FAIRmat-NFDI / pynxtools

https://fairmat-nfdi.github.io/pynxtools/
Apache License 2.0
13 stars 8 forks source link

Use quantity name directly #437

Closed TLCFEM closed 1 month ago

lukaspie commented 1 month ago

Hi @TLCFEM, thanks for the PR, seems like a cleaner solution.

As you can see, the tests are failing in the generation of the nexus metainfo package, I think because some changes recently in the NOMAD metainfo that break how we build the package here. From what I could tell, most (if not all) changes in the metainfo were made by you, so could you please give us a bit of guidance how we can change our code to work with the new version? Thanks!

TLCFEM commented 1 month ago

Someone needs to address this issue. It's broken in the current state.

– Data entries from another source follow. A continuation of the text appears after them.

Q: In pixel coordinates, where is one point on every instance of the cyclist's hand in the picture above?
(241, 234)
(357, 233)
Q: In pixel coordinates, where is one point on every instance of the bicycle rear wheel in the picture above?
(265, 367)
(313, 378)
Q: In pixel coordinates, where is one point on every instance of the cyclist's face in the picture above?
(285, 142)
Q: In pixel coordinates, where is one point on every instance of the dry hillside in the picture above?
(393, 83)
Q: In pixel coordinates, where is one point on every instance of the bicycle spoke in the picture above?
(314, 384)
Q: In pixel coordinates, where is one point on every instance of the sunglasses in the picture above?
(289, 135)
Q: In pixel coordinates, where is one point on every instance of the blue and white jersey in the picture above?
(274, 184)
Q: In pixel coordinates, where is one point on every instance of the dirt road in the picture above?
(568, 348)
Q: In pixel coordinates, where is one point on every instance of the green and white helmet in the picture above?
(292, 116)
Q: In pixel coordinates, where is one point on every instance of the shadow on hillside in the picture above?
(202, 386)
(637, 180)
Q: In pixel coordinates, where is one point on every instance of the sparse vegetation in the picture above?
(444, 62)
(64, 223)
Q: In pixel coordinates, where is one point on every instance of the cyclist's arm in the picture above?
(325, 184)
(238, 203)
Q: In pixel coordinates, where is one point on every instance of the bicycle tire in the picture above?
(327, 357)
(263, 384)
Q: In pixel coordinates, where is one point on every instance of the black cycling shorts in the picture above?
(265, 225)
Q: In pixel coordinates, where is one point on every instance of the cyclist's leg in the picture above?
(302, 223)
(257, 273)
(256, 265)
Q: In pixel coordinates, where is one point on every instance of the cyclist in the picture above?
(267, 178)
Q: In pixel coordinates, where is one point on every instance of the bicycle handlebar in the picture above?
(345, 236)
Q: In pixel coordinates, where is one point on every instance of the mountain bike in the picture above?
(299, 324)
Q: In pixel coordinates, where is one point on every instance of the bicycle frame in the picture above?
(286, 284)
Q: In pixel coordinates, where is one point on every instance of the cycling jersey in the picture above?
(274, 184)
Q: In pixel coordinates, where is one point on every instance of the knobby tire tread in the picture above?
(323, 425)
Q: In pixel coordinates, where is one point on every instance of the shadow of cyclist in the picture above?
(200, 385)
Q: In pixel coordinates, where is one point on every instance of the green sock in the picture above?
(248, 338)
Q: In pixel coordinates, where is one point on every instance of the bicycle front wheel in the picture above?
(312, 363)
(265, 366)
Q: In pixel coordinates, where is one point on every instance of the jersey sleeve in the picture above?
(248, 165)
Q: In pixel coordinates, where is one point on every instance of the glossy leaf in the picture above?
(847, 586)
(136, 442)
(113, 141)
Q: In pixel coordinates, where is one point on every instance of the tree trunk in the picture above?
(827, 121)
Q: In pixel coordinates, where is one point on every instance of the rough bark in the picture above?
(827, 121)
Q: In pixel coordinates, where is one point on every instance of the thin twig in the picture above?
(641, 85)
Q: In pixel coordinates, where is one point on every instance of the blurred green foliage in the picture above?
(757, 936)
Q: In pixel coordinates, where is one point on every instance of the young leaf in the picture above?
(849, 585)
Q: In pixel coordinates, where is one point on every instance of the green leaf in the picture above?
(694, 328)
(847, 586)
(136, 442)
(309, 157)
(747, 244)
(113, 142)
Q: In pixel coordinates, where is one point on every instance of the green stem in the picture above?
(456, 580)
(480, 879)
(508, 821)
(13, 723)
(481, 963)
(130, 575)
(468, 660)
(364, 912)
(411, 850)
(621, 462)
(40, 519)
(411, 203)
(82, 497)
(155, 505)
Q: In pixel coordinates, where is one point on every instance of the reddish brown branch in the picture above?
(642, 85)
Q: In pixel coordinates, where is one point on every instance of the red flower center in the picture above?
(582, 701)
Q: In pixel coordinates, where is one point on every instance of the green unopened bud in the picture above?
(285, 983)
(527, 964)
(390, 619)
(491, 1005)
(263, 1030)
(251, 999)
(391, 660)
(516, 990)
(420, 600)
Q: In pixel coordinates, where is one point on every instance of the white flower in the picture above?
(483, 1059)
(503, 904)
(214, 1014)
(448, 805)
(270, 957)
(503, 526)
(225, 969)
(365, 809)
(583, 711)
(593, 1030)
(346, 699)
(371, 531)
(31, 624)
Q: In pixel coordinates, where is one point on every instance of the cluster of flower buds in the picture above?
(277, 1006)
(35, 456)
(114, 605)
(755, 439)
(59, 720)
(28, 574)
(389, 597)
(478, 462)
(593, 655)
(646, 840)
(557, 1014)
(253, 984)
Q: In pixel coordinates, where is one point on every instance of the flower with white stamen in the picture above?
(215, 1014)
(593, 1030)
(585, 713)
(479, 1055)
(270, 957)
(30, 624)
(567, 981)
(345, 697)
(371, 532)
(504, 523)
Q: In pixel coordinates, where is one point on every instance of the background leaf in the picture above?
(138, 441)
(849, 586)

https://gitlab.mpcdf.mpg.de/nomad-lab/nomad-FAIR/-/merge_requests/1173#note_278826

lukaspie commented 1 month ago

Someone needs to address this issue. It's broken in the current state.

https://gitlab.mpcdf.mpg.de/nomad-lab/nomad-FAIR/-/merge_requests/1173#note_278826

Alright, thanks for the pointer. This is something that is anyway on our todo as the pattern matching rules were recently changed in NeXus. I'll bring it up in Area B.

TLCFEM commented 1 month ago

There are two options:

  1. keep existing API and change resolve_variadic_name to properly work with the rules.
  2. expose resolve_variadic_name as a callback such that totally offload this task to the external.

Either would be better than what we have now.

lukaspie commented 1 month ago

I think the init_nexus_metainfo is currently failing because we have now started using the NOMAD base sections. Specifically, each NeXus class (that is a subsection in the metainfo) is now inheriting from a specific base section or, by default, from the basic BaseSection. The idea here is to profit from the data model and the normalizers that are defined in the basesections module and map to the schemas that are defined in the other areas.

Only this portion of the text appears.